NBC last year canceled the telecast for this past January. Instead, the Golden Globes were quietly held in a Beverly Hilton ballroom without any stars in attendance. Winners were announced on Twitter.

Over the last year and a half, the HFPA has enacted reforms and revamped its membership to now number 96 people, including six Black voting members.

NBC has praised the HFPA for its ongoing reforms but also reworked its contract: The network will broadcast the 2023 show in a one-year deal, making January’s show a possible make-or-break moment.
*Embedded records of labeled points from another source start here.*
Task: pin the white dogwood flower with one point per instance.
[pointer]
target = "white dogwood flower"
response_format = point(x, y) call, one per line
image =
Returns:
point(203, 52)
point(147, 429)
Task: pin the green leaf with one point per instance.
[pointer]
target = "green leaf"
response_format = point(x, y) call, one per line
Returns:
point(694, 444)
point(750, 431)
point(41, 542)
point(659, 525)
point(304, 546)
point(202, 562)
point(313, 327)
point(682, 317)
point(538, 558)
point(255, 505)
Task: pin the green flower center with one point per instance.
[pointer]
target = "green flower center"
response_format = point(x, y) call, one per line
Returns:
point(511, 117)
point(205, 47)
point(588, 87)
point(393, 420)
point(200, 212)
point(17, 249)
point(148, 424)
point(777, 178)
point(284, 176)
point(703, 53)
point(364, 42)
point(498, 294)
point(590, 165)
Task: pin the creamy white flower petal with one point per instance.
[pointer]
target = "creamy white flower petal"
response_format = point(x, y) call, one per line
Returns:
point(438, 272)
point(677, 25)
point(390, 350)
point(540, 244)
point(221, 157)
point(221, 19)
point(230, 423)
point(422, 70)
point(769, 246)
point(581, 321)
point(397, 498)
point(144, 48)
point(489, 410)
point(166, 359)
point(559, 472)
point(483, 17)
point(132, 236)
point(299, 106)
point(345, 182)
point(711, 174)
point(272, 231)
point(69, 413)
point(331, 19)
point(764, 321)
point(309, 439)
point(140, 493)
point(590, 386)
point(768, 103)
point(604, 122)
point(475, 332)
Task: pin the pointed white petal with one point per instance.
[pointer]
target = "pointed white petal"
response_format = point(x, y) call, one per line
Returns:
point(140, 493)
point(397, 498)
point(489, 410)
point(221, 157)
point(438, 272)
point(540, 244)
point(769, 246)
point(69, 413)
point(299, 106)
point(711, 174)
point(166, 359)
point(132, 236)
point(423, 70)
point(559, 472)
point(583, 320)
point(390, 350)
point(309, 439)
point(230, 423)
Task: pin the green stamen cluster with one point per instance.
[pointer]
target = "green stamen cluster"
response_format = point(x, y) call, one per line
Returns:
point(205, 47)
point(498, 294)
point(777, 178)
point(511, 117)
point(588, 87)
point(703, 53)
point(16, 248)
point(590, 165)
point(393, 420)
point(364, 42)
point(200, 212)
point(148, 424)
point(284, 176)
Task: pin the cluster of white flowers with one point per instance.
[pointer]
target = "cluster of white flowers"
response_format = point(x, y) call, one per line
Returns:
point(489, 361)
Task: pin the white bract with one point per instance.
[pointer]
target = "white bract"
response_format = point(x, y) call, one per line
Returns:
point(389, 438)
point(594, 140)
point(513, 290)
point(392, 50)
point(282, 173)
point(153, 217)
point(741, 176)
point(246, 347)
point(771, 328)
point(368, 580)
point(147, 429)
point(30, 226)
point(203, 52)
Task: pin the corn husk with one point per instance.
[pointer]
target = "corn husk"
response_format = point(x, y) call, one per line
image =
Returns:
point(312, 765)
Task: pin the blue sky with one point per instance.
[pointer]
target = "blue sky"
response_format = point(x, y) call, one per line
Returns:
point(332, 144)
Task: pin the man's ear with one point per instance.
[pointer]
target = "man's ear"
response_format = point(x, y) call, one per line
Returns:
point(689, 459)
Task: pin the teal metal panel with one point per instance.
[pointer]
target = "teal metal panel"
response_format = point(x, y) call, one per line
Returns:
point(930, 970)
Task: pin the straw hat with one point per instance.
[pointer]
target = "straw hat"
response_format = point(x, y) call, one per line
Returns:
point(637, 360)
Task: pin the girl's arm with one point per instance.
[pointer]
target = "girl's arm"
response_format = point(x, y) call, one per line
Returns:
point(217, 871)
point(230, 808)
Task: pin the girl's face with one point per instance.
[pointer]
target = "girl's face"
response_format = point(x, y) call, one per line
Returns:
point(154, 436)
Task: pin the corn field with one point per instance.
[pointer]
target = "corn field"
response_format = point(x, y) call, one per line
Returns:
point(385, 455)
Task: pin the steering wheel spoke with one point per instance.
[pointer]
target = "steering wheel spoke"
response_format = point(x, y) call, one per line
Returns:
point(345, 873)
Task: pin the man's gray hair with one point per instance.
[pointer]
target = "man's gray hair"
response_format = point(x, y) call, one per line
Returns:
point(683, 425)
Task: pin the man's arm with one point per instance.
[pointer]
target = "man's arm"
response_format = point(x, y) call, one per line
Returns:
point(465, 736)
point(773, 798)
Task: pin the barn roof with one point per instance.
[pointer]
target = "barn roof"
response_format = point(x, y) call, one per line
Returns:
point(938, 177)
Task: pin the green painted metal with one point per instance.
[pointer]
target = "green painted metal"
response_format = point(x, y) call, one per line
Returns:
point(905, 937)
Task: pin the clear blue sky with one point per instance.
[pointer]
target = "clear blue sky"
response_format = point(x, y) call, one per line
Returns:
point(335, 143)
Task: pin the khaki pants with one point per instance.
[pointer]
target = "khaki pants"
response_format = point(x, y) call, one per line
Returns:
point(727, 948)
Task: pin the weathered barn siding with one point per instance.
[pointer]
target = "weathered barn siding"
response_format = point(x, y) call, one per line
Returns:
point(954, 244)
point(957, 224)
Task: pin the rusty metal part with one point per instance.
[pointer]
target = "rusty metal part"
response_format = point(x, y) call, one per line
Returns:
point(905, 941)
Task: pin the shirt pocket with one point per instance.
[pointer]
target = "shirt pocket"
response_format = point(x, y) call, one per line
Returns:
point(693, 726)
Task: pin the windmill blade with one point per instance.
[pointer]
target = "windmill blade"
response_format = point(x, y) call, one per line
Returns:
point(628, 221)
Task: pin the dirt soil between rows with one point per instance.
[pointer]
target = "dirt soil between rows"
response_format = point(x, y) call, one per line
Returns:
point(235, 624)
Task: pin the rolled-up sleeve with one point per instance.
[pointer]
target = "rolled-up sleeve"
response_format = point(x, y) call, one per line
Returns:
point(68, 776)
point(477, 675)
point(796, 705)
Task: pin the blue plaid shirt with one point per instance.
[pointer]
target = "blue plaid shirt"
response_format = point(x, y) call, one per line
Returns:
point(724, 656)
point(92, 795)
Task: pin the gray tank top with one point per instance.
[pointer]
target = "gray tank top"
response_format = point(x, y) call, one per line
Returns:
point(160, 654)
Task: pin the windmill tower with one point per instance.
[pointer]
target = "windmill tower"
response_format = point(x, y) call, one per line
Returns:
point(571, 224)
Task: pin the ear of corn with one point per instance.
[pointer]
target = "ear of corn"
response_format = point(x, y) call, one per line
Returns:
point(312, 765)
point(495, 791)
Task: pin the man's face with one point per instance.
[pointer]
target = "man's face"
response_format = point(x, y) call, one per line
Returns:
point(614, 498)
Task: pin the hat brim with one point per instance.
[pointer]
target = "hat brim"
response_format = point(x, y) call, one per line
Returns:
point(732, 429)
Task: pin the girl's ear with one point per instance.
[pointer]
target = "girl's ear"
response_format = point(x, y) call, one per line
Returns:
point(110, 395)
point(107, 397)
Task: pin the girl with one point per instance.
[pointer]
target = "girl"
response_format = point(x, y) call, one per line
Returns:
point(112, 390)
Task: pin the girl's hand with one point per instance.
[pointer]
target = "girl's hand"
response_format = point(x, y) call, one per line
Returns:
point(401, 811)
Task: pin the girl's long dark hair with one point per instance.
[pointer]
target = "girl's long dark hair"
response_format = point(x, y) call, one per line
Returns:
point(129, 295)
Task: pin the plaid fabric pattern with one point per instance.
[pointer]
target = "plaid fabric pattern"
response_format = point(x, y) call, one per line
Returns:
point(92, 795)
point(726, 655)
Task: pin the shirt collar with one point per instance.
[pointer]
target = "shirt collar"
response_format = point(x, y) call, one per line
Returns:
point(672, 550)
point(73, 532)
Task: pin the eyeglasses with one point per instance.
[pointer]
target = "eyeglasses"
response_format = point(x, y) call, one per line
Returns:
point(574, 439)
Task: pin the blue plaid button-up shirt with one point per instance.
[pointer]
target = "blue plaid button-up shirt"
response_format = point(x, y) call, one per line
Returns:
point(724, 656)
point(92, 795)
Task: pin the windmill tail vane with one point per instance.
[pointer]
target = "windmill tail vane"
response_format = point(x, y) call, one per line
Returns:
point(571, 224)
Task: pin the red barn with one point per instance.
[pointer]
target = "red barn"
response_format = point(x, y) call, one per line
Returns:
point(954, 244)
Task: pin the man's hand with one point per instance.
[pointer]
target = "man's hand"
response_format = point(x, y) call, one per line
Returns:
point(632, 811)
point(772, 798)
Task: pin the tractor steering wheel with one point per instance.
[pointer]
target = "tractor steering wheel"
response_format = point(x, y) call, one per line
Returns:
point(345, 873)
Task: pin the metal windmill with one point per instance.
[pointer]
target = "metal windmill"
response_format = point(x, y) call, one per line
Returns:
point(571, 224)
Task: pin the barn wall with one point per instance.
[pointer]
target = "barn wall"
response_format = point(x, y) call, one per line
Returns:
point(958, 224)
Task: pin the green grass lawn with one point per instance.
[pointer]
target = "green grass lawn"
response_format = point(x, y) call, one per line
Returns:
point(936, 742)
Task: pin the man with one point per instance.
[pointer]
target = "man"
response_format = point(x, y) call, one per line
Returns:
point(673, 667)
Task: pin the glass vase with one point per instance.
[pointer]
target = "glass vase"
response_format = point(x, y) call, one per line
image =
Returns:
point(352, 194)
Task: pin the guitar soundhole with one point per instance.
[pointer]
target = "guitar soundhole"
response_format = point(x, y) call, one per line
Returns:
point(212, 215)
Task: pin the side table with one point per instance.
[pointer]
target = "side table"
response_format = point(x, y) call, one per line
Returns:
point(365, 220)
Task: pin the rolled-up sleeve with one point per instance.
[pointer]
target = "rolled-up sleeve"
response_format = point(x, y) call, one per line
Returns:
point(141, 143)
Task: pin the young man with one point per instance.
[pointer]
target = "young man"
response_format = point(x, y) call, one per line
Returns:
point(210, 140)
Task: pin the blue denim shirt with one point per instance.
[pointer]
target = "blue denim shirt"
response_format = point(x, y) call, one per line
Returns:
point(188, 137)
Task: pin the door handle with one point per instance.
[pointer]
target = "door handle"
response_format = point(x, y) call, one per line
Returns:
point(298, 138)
NBC also shifted the telecast to a Tuesday, from the Globes’ previous Sunday night perch, and will also stream the ceremony on Peacock.

The HFPA sold the Globes earlier this year to Todd Boehly’s Eldridge Industries, which is turning it from a nonprofit to a for-profit venture. The firm also owns Dick Clark Productions, which produces the Globes, and the award show’s longtime home, the Beverly Hilton in Beverly Hills.

For Hollywood studios, the Globes can be a useful marketing tool that helps drive audiences to contenders ahead of the Academy Awards, which will be held March 12. In the past year, no other awards body has emerged as a Globes replacement. With modest ticket sales thus far for many of the fall’s most acclaimed dramas, some in the industry will surely hope to see the Globes restored to their former luster.